"As impossibilidades humanas são as oportunidades de DEUS". (Alejandro bullón)


Pérolas da Vida

Data: 16-07-2012

De: Walkyria

Assunto: Lição de vida

Acreditar em Deus não é fácil. Cadê Deus? Onde Ele está, que não conseguimos vê-lo? Pensar que Deus é justo, então...complicado...como se explica a fome no mundo? Como se explica a morte de pessoas tão boas, enquanto o mundo está repleto de gente cruel e desumana? Deus é sentido...não visto. Pessoalmente, não. No entanto, posso dizer que vi Deus por diversas vezes na minha vida.

Deus estava presente na caridade e assim eu pude vê-lo...Ele estava presente no nascimento de todos nós, e certamente está recebendo aqueles que se vão, porque Deus é muito, e nós somos a eterna busca do amor dEle. Não nos é dado esse poder de ver pessoalmente a presença de Deus, mas podemos senti-lo, encontrá-lo nos tantos fatos da vida e isso é uma bênção.
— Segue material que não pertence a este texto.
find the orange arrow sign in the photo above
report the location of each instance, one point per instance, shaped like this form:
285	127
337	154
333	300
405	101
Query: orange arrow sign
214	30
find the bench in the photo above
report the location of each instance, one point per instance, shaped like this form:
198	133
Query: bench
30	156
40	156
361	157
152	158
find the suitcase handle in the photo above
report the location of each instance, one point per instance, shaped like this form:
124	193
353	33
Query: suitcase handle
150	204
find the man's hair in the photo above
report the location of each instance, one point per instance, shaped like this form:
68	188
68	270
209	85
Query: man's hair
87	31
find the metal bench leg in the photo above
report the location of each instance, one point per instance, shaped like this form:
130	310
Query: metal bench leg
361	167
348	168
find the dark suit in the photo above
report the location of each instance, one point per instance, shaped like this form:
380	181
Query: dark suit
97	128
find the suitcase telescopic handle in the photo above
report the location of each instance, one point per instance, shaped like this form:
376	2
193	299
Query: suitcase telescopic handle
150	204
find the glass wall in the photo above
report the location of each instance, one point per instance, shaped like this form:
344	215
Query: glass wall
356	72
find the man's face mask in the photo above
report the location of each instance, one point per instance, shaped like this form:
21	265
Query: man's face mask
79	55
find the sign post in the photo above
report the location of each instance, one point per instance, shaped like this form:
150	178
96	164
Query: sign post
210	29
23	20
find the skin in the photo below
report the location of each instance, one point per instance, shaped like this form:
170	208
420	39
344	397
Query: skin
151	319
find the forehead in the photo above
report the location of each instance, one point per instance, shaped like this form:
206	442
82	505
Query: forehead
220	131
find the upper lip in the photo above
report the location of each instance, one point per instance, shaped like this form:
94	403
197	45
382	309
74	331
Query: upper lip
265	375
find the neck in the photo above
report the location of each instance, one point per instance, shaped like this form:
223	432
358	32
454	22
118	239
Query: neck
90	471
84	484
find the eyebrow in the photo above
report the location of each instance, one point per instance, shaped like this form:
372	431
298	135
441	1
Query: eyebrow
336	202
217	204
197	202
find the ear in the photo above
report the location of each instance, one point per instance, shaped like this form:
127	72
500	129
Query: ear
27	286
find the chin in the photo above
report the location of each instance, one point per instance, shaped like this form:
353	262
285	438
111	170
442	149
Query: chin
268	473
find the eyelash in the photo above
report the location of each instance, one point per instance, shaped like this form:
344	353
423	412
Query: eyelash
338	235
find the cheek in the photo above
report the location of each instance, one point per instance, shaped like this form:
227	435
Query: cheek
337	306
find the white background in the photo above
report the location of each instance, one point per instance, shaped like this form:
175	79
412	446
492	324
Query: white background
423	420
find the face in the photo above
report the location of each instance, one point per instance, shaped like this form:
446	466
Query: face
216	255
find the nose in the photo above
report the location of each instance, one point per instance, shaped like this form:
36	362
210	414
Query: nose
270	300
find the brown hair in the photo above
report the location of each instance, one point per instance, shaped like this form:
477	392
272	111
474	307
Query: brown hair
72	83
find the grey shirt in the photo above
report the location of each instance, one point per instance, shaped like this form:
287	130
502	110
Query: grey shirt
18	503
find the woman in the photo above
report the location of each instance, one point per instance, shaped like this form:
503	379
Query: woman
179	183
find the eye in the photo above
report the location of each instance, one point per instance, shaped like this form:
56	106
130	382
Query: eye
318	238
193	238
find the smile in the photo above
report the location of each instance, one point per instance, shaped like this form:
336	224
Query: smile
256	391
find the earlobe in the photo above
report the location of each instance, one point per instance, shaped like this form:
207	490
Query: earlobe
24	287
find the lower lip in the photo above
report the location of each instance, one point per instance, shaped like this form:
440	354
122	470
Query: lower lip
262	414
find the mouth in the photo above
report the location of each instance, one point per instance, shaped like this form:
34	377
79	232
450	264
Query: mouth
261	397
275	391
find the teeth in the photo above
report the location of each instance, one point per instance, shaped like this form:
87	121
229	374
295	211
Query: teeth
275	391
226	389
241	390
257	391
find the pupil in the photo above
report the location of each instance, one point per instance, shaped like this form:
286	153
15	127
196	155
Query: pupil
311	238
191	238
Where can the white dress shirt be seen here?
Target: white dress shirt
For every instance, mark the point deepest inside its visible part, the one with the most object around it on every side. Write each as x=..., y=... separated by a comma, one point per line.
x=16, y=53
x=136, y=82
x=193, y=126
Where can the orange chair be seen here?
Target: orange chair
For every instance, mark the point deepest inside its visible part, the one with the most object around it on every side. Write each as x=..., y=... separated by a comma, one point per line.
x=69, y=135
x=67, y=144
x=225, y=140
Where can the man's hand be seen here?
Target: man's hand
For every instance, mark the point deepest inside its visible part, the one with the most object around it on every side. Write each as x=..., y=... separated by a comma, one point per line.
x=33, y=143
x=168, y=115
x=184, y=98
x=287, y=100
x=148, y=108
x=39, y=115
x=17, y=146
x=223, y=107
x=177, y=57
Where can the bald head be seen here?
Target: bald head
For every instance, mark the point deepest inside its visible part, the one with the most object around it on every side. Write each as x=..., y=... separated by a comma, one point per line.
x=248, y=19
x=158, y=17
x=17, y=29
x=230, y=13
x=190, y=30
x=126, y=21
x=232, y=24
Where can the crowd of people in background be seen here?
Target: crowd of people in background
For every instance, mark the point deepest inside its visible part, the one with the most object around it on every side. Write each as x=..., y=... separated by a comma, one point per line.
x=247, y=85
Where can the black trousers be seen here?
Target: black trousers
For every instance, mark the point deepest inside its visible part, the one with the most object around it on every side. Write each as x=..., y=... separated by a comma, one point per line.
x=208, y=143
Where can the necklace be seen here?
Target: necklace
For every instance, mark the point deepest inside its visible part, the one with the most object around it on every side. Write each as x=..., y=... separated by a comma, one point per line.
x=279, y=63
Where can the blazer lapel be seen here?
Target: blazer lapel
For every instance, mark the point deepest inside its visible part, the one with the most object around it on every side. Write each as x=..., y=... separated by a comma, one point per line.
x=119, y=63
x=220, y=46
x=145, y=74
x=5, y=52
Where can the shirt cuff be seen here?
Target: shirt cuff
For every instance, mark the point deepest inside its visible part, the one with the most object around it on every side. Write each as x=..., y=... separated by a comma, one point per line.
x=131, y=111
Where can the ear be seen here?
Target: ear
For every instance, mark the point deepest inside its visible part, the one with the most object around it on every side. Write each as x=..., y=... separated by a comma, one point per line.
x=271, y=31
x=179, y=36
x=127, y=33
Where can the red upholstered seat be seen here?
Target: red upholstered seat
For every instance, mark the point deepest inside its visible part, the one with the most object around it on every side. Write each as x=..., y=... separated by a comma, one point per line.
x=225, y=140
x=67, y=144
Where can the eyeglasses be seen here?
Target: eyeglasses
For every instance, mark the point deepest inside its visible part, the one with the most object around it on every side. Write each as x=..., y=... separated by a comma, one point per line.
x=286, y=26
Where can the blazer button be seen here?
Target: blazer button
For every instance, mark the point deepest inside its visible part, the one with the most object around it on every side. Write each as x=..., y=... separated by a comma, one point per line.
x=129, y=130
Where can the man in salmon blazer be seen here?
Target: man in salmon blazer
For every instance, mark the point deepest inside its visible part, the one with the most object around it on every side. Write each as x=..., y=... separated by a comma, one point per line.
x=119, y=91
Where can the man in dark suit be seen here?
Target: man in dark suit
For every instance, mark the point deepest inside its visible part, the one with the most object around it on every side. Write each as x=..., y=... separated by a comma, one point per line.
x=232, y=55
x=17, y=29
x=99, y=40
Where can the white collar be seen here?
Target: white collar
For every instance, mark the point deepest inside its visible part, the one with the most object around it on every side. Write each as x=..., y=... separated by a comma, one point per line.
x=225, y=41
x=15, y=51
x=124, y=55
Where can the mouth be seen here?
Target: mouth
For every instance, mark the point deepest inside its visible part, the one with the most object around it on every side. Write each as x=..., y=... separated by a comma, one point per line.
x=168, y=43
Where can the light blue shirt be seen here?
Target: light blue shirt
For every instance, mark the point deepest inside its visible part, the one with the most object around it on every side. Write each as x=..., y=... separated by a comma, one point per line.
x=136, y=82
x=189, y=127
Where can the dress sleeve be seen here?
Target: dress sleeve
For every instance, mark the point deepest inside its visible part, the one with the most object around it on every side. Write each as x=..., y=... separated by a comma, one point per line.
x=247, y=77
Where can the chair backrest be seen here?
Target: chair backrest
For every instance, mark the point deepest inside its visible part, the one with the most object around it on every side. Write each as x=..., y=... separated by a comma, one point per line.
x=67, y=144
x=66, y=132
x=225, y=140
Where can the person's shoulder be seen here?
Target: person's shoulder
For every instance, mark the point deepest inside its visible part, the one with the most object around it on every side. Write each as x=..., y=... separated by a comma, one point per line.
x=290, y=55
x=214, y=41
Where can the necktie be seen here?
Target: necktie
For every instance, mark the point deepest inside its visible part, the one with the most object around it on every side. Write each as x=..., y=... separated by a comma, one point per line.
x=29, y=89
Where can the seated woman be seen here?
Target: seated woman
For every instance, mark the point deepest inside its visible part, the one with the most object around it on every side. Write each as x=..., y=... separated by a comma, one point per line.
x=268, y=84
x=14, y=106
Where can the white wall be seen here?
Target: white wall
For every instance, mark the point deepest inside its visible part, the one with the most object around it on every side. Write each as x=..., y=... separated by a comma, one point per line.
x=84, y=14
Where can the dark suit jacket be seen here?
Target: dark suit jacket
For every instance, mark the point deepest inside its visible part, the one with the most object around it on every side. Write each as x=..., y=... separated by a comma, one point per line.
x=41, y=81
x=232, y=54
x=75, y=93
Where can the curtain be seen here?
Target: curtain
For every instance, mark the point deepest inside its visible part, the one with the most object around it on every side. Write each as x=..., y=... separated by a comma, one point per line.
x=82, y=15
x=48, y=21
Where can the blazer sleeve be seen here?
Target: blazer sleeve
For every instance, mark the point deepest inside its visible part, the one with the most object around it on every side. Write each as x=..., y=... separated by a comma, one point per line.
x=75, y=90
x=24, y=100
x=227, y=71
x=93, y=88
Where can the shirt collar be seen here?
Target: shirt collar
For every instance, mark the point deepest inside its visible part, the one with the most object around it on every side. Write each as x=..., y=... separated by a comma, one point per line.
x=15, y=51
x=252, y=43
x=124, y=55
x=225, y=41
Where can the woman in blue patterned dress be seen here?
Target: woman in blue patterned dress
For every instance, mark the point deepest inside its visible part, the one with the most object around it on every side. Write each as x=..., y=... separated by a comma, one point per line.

Como Deus permitira um sofrimento tão grande à minha amiga Bianka...que sempre foi uma pessoa boa, sempre foi tão dedicada aos que amava..? As provações do mundo servem para afastarmos ou então nos aproximar de Deus e as provações pelos quais passou Bianka, no meu entender, a aproximaram ainda mais dAquele que ela amou até o último minuto de vida. Ela jamais questionou.

Quando éramos crianças, eu era aquela menina nordestina no meio do Centro-oeste. Cá entre nós, todos sabemos que uma pessoa diferente em um meio de iguais, principalmente crianças, se torna a atração de todo mundo. Não tinha muitos amigos no início, mas arranjei alguns muito bons na Escola Adventista, nos dez anos em que permaneci no Mato Grosso, que até hoje mantêm contato comigo. De todas as escolas que eu poderia frequentar, fui colocada justamente em uma escola religiosa. No início, foi quase impossível. Eu me sentia uma traidora do Deus que eu aprendi a amar na Igreja Católica...tinha pesadelos, até. O conflito de religião para uma criança da quarta série é um problema enorme...às vezes eu me escondia atrás do piano da escola para não ir ao culto das quartas-feiras...fui flagrada pelos funcionários em várias oportunidades... Acredito que isso deva ter durado apenas uns 2 meses...Deus, para mim, era (e sempre será) tão importante, que eu não imaginava traí-lo com um outro Deus de outra religião...e era assim que funcionava a minha cabeça de criança, na nova escola.

Aí conheci Bianka. Nossa...nunca tinha visto uma menina tão magrinha na vida! Parecia tão frágil...mas me deu muitas lições de vida e se tornou a minha melhor amiga. Não por coincidência, mas providência divina, sua família foi morar no mesmo edifício em que eu residia. Eu me lembro, quase com perfeição, do primeiro dia em que nós nos tornamos vizinhas.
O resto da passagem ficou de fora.